Efficient MultiModal Data Pipeline
You've got everything ready - data, model, a beefy GPU setup. You hit "run" and... wait. And wait some more. Your GPUs are barely breaking a sweat while your wallet's getting lighter by the hour.
Sound familiar? We've been there. After some detective work on our nanoVLM project, we discovered the real culprit wasn't our model or hardware, it was our data pipeline being incredibly wasteful.
Here's what we found:
- Idle GPUs: Our model was literally waiting around for data to show up
- Padding hell: Every batch was stuffed with useless padding tokens that contributed nothing to training
In this post we build an efficient pipeline in five stages. In each stage we add or remove from the previous step and comment on what went right and what did not.
Table of Contents:
- Stage 0: Pre Requisites
- Stage 1: Visualising the Dataset
- Stage 2: Naive Padding
- Stage 3: Constrained Padding
- Stage 4: Packing Smarter with Knapsacks
- Stage 5: Knapsack for Multimodal Data
- Conclusion
[Stage 0] Preparation
To make it easier to follow the data preparation tasks, we created a separate repo laser-focused on the data pipeline only. We hope this will be much easier to understand that reading the code once integrated with the nanoVLM repository. In addition, this could be useful to bootstrap other data pipelines!
Repository: https://github.com/ariG23498/mmdp
To follow along, all you need to do is clone the repository. It contains the final data preparation tasks, but it's designed to showcase each step of the way.
$ git clone https://github.com/ariG23498/mmdp.git
[Stage 1] Visualising the Dataset
Before optimizing anything, we need to understand what we are working with. Our multimodal dataset has images, text prompts, and responses.
$ uv run 01_check_dataset.py
Getting familiar with your training data is crucial for success. The previous script shows a random sample each time you run it; you may want to copy the snippet to a notebook and run it multiple times to get a feeling about the data.
[Stage 2] Naive Padding
Our first training attempt used the obvious (and very frequent) approach:
- Tokenize everything
- Find the longest sequence in each batch
- Pad everything else to match
$ uv run 02_naive_pad_dataloader.py
The results were painful. Look at this visualization:
See all that gray? That's padding. That's the GPU processing absolutely nothing while you pay for compute time. We were wasting roughly 60% of our batch on empty tokens.
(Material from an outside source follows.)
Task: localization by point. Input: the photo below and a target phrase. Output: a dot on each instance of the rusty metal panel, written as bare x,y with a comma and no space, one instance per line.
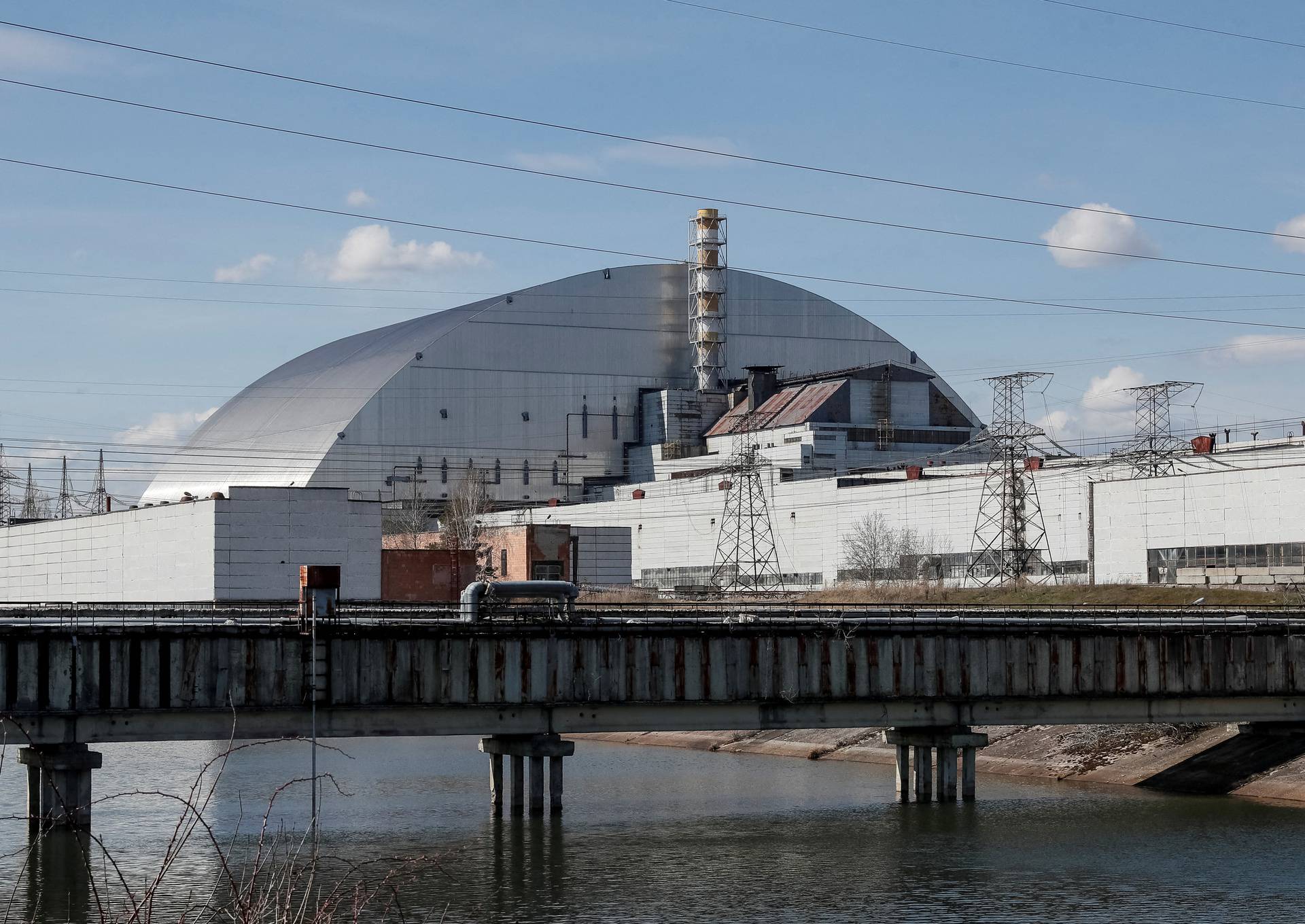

[Stage 3] Constrained Padding
Our next move was simple. Set a global maximum length and stick to it. If a sample was too long, we'd just drop it.
As you might have noticed that the batch now has one sample less. This is due to the filtering process. This helped, but we were still padding everything to the same fixed length regardless of actual content. Better than before, but still wasteful.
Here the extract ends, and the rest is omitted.